Why Ritalin Girl Gave Up Being A Nice Girl

Growing Confidence and Resilience with ADHD

With undiagnosed ADHD in the mix, Ritalin Girl grew up craving validation and approval. She was too messy, too clumsy, too forgetful and too scattered. She just wanted to feel good enough. And at a young age, she didn’t have access to the life-changing pills. ADHD in girls wasn’t a thing. Yet.

 

So she fell into the trap of people pleasing. She never questioned authority and never advocated for herself or her needs. After all, she was the one that wasn’t good enough. At school she was shy, timid and had to over-work in order to meet the same standards academically as everybody else. It was also a challenge just trying to remain still in class.

 

And then she reached adulthood and things started to shift. She’s not sure if it’s to do with the bipolar mania coming into action at ages 18 and 25 giving her an exaggerated sense of confidence and self-belief.
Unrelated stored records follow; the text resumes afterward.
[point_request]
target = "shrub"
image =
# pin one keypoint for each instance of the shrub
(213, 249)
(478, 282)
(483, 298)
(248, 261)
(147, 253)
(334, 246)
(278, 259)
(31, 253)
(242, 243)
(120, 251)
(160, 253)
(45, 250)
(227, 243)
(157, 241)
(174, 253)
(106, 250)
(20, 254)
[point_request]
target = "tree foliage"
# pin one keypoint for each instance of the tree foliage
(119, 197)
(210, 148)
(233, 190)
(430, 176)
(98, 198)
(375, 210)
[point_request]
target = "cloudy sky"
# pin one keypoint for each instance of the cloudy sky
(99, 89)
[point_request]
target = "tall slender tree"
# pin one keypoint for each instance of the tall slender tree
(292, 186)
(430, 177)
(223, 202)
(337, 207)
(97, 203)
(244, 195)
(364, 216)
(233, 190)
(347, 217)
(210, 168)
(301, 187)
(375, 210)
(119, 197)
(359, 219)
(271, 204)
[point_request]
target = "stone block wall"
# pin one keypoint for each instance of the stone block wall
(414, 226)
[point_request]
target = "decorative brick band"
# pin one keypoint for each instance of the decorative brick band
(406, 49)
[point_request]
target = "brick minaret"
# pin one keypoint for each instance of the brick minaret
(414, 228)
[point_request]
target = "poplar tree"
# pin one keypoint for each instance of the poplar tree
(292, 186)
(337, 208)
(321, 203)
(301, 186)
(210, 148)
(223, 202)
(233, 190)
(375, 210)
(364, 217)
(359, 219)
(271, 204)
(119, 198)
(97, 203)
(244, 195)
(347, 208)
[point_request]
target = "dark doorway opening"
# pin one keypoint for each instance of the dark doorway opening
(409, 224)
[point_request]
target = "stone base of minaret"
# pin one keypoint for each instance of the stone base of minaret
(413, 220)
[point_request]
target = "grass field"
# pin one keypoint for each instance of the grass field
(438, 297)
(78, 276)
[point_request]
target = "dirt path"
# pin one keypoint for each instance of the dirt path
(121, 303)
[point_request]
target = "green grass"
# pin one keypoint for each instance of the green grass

Or whether it was simply a natural maturation into adulthood and developing more confidence. Like cheese, people get better with age.

 

The world around her and its overall message didn’t change: the overall theme was still that she was not good enough and she was “bad” in some way. Bad could mean being impulsive, too emotional, confrontational, too talkative or unprofessional. It could be too much of anything really. Just too hot to handle..

 

But she had simply reached a point where her self-love and self-compassion exceeded all of life’s bumps and pitfalls and the opinions of those around her. This week, for example, the agency representing her for a teaching assistant role was peeved she hadn’t disclosed her history of chronic fatigue. But she didn’t apologise. Not once. After all, the onus was on her whether or not to disclose a health condition. And it was nobody else’s business. She didn’t have to apologise for her choices or her deficits.